3. Philo uses the term in various connections (e.g., ho prṓtos is the only true God for the sage); in Josephus the term is used for leaders in the tribe, people, or priesthood (e.g., Ezra), as well as for the first in time.[1]


We can see that the idea of rank was certainly an allowed meaning for this particular Greek word, and this is the sense used in our Bible reference. It is reasonable to believe Paul is saying that the things listed in that passage are of prime importance, or that they are extremely weighty doctrines.

Jesus also hinted about a hierarchy among Scriptures when He spoke of weightier things in the Law. Our second Scripture passage says,“Woe to you, scribes and Pharisees, hypocrites! For you pay tithe of mint and anise and cummin, and have neglected the weightier matters of the law: justice and mercy and faith. These you ought to have done, without leaving the others undone (Matthew 23:23, NKJV).” Since all of the Law was Scripture, Jesus here seems to be indicating a hierarchy within the Law, with some teachings or doctrines being of greater weight than others.

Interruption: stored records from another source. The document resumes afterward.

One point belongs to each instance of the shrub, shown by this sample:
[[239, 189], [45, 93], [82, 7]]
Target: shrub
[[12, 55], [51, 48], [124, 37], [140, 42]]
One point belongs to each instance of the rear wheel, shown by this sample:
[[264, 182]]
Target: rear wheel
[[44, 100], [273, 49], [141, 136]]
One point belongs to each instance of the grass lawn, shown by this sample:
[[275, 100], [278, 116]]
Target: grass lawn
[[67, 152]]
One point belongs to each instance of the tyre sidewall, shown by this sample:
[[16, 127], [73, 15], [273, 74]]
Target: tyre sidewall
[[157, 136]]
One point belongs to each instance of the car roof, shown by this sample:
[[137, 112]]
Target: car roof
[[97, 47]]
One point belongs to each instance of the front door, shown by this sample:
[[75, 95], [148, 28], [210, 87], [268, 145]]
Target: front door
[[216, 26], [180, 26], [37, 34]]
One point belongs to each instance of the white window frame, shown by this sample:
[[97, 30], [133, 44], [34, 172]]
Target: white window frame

How can these things be? Let’s now go back to the analogy of the jigsaw puzzle. In a jigsaw puzzle some pieces touch more pieces than others. For instance, a corner piece may only touch one or two pieces while a piece in the center may touch as many as five or six. Therefore, some doctrines within the body of truth may impact other doctrines more extremely than others. Beyond this, some doctrines may touch on matters far more central to salvation than other doctrines do. While all doctrine is equally important, not all doctrine is equally weighty. One must ask how central the doctrine in question is to other key doctrines related to the Christian worldview and salvation, and on that basis give the doctrine a level of weight. So, while all doctrine is important, I may disagree with my brothers and sisters on less weighty doctrines while still regarding them as important. At the same time I can find some doctrines more central where there is little room for disagreement, thus allowing us both to disagree in love, remain unified, and preserve the message of salvation. I hope this analogy is useful to many who read it (and I hope many read it), and that it might help you as you wrestle with the balance between cooperation and integrity in your faith.




[1] Bromiley, G.W., Friedrich, G., Kittel, G. (1985). Theological Dictionary of the New Testament (pp. 965-966). Grand Rapids, MI: W.B. Eerdmans.